# Analysis of a Massive Parallel Gigabit Switch built with Commodity Hardware: Can Google Route?

Guido Appenzeller and Matthew Holliman EE384Y Final Project

#### ABSTRACT

In this paper, we describe a distributed routing architecture based on the use of commodity components. We evaluate the architecture of the components, discuss their aggregation into a larger system and evaluate its performance.

#### 1. INTRODUCTION AND MOTIVATION

The current design paradigm for a high-end router is based on a centralized switching fabric built from highly optimized, custom hardware. However, the rapid and continuing decline in prices for PC hardware, specifically for both CPUs and Gigabit Ethernet cards, makes it seem possible to consider a different approach. In particular, it seems feasible now to construct a distributed router using a relatively large number of commodity PCs and network interfaces (NICs).

The potential benefits of such a distributed architecture have been proven previously for other computationand bandwidth-intensive applications, examples of which include Google for search and data retrieval and Beowulf Clusters for scientific computing. A brief survey of prices for Gigabit switching and routing hardware suggests that such an approach could be equally attractive for building routers.

Fig. ?? shows a plot of the cost per Gigabit of switching capacity plotted against the total aggregate capacity of the switch. A single Gigabit Ethernet interface today is available for as low as \$35. Small switches of up to 12 or 24 ports have a count of about \$100 per Gigabit switching capacity [?]. Larger switches however have much higher per port cost [?]. While this data is admittedly incomplete and pricing high-end switches is non-trivial, there is evidence that the price increase is much faster than linear. At the same time it should be possible to build a large  $N \times N$  switch out of in the order of  $N \log N$  components. The cost of the components for building large switches out of smaller ones should thus be smaller than the price of today's large switches.

Currently the price of a stripped-down PC is approximately \$250, and copper Gigabit Ethernet cards are available for as low as \$35. The transfer rate achievable over a 66 MHz, 64-bit PCI bus approaches 4 Gbit/s.

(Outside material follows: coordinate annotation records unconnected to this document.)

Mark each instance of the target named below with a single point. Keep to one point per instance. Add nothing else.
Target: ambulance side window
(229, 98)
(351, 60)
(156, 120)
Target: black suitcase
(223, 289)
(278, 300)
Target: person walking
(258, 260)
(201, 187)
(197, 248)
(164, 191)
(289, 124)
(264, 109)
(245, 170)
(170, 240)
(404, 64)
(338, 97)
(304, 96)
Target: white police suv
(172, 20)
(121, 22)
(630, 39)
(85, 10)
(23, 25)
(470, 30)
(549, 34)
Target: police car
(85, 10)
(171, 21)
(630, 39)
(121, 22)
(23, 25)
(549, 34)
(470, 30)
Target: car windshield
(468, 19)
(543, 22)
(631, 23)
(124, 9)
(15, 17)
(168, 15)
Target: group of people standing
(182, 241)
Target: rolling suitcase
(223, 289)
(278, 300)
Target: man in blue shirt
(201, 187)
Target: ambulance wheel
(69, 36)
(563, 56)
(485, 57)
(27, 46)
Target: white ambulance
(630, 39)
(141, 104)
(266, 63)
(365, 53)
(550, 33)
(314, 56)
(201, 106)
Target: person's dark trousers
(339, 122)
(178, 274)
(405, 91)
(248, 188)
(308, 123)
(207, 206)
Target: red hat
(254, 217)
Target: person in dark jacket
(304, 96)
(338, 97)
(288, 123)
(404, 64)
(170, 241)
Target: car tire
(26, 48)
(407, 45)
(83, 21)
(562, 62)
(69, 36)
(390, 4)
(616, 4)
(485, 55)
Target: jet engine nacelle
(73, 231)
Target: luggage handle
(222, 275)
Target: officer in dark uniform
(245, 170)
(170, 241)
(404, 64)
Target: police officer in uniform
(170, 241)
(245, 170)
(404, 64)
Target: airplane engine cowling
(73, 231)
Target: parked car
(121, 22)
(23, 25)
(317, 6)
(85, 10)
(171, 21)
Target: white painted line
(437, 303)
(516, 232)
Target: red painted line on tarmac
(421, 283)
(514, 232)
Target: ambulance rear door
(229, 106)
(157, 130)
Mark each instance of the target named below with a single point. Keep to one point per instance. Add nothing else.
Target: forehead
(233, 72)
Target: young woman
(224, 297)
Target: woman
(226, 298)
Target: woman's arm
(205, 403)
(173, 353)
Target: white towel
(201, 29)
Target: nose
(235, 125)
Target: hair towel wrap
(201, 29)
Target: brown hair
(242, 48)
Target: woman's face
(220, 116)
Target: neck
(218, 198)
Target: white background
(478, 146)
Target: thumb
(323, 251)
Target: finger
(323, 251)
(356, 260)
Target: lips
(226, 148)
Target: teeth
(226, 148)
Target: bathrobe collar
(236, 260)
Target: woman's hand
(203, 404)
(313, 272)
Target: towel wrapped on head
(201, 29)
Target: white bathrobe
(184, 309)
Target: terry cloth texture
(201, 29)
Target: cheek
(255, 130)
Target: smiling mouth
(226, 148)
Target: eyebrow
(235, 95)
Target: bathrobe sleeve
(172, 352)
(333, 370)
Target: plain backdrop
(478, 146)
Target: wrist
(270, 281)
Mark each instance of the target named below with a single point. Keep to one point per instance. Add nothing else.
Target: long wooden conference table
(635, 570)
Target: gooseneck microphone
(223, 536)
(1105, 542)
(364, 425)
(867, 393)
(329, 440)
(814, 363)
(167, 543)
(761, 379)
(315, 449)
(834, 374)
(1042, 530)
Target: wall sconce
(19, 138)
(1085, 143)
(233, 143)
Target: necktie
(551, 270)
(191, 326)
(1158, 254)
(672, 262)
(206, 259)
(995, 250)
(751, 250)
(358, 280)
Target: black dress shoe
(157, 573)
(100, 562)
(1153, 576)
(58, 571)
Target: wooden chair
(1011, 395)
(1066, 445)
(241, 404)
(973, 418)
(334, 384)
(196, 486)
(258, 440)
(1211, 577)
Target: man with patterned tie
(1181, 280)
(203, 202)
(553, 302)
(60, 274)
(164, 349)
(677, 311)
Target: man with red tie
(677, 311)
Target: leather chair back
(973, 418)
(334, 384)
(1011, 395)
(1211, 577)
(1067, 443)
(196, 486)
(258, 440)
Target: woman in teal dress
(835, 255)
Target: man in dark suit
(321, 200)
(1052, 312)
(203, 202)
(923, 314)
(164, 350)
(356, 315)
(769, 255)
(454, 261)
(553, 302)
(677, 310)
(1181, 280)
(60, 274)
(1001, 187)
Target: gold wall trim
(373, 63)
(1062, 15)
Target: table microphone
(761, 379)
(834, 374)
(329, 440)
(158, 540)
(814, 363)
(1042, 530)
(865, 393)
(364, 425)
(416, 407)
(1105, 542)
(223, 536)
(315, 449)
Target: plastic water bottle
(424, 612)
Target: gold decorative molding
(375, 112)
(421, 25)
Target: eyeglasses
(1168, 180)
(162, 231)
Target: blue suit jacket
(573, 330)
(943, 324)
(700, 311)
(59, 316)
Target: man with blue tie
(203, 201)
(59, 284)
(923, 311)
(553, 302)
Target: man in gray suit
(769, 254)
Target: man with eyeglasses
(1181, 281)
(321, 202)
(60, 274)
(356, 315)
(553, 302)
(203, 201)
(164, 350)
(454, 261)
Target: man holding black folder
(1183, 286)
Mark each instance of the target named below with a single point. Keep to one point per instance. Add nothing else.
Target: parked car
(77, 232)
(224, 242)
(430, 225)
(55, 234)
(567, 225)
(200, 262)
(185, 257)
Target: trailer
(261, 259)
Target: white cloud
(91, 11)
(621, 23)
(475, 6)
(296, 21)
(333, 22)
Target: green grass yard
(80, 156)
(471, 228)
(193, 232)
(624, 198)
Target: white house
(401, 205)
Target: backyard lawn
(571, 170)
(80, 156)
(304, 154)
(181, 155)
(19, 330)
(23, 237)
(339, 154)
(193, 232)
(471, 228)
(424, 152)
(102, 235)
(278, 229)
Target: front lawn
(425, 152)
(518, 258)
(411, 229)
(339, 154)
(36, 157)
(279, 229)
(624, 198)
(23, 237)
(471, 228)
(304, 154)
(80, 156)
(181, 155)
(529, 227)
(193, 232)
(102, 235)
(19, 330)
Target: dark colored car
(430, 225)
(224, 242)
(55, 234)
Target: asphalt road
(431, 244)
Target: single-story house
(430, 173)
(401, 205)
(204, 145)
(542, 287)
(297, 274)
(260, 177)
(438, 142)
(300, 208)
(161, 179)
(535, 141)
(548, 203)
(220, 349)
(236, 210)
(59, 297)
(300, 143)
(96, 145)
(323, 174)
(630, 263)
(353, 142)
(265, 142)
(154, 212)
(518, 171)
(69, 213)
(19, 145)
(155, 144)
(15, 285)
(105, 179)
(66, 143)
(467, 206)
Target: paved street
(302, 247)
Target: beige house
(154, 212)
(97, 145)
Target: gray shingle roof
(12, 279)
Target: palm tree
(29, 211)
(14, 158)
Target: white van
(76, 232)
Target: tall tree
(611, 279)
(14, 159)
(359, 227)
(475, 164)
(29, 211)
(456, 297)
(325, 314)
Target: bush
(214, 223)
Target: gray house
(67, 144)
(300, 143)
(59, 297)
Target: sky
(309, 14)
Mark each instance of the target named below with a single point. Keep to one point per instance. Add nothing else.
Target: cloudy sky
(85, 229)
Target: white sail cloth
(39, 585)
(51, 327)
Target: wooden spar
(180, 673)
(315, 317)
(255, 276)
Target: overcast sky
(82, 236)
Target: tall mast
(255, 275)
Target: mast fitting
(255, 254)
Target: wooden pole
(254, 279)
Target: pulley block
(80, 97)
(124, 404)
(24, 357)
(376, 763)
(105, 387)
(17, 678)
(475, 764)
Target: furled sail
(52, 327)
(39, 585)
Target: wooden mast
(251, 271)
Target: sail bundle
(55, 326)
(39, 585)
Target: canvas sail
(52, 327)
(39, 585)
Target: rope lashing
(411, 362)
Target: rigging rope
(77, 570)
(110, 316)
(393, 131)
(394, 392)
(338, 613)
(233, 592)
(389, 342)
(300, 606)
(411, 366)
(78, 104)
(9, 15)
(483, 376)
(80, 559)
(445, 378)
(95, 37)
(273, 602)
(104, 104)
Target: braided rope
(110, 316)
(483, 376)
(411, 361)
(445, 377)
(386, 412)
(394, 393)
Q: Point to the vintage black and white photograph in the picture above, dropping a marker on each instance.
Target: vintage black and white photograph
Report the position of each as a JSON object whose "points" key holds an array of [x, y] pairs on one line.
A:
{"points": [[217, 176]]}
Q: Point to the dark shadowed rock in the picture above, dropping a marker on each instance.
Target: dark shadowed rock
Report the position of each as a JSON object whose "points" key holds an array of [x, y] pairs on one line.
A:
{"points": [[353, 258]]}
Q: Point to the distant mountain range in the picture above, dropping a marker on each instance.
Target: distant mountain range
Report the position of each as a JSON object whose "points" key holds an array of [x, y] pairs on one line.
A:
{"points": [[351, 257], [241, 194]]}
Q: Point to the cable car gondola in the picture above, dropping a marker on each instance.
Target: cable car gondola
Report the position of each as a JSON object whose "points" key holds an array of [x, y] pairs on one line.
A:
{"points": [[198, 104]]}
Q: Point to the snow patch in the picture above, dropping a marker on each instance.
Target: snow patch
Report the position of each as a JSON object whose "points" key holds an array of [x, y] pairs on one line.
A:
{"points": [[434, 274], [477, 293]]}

Figure 1. Cost of switches per gigabit switching capacity for different total aggregate switch capacities. Even with the few data points it is evident that cost per GByte is much higher for high-end switches.



Figure 2. (a) System architecture. (b) Data flow from the NIC during packet arrivals. (c) Data and computational flow in CPU during packet processing.

Even a 33 MHz, 32-bit PCI bus on low-end hardware is capable in principle of supporting Gigabit traffic. Thus, based on back-of-envelope calculations, it seems possible in principle to build a  $3 \times 3$  or potentially  $4 \times 4$  switch that can route traffic at 1 GBit/s for \$400. These building blocks can be connected to form larger, distributed switching fabrics. A "fabric" of one hundred or so such building blocks has properties that are very different from traditional routers. For example, the fabric features very high aggregate memory bandwidth (over 100 GB/s, even using commodity hardware) and total computational power available (over 100,000 MIPS).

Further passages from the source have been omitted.